Ohio is on the edge of becoming the linchpin for a petrochemical hub in the Midwest region. Natural gas liquids that are taken from the Utica and Marcellus shales are most often sent away, down to the Gulf Coast where they are turned into new chemicals that are necessary for manufacturers in Ohio and neighboring states.
Bringing such plants online in Ohio, or nearby states, streamlines the process and allows for greater economic advancement in the region. Companies have explored building ethane cracker plants in Monaca, Pennsylvania and on the Ohio River in Belmont County.
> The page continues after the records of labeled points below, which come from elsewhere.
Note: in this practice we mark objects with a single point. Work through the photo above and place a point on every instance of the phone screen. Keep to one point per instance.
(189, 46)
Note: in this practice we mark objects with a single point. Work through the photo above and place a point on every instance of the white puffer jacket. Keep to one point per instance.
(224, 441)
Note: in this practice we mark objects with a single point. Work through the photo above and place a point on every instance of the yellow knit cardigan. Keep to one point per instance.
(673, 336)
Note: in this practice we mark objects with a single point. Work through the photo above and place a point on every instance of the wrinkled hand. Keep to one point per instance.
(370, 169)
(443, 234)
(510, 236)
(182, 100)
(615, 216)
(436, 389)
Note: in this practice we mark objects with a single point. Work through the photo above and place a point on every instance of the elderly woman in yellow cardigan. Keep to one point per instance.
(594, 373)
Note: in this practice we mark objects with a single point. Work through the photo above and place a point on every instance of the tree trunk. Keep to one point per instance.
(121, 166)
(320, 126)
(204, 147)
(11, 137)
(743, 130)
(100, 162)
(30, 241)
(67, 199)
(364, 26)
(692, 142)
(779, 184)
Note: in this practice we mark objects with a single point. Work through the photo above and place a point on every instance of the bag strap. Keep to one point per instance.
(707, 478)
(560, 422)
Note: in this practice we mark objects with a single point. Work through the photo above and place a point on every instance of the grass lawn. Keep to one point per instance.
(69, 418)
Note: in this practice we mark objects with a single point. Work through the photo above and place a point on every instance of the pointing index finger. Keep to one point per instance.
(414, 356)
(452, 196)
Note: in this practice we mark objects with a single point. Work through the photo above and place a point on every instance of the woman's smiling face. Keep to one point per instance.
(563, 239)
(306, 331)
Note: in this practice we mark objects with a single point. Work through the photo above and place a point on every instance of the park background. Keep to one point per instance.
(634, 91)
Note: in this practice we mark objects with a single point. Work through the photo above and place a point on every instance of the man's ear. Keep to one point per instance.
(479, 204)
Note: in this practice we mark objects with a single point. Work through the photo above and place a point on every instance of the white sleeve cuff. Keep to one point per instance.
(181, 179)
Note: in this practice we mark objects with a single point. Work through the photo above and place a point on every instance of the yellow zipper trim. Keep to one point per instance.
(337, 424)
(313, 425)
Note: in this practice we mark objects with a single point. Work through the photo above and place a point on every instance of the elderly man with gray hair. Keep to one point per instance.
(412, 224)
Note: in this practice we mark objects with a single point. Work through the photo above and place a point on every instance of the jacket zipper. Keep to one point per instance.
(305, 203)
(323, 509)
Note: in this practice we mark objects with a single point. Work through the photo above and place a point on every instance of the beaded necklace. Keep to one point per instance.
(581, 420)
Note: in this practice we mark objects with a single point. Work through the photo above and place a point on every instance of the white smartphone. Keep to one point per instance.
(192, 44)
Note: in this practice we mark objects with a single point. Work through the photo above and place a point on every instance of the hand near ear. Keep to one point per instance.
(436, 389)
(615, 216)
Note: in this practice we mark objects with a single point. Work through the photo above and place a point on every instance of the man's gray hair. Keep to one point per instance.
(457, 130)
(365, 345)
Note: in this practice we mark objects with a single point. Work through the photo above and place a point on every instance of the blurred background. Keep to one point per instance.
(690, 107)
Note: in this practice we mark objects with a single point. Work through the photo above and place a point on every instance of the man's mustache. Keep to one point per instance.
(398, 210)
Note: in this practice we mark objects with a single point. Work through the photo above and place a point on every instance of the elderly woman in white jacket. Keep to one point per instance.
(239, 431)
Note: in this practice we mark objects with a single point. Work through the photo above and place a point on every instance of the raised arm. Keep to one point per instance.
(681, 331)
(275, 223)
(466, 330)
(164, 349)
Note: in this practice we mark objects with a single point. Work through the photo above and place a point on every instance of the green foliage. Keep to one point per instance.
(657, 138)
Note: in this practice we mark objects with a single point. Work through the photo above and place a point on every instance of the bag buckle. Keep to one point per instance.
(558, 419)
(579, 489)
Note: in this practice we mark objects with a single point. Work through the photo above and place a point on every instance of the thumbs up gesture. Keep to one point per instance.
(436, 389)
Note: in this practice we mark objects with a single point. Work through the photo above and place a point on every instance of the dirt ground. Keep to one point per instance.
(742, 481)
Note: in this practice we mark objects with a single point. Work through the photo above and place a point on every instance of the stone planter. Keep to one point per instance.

As The Daily Record writes:
“If built, those multi-billion-dollar plants would be within 400 miles of more than 17,000 companies that make chemicals, rubber and plastics, including 250 with more than 100 workers. The plants also would have access to a network of railroad, highway and river transportation.”
This brings a new emphasis to natural gas infrastructure in Ohio, and in the region as a whole. Continued focus on expanding this industry’s capacity must be a priority. Time is not limitless here, as The Daily Record notes:
“The region has the manufacturing infrastructure and know-how to develop a petrochemical hub, but the clock is ticking, warned James Cooper of the American Fuel & Petrochemical Manufacturers, an industry group.
“If we don’t get this done within 10 years, somebody else is going to do it,” Cooper said.”
Expanding and improving the necessary infrastructure in the Ohio region will create tremendous economic opportunities for many people, and CEPI hopes to see these plans come to fruition. It is well within the realm of possibility that we will soon be able to use Ohio’s natural gas entirely in Ohio, from production to its use in manufacturing.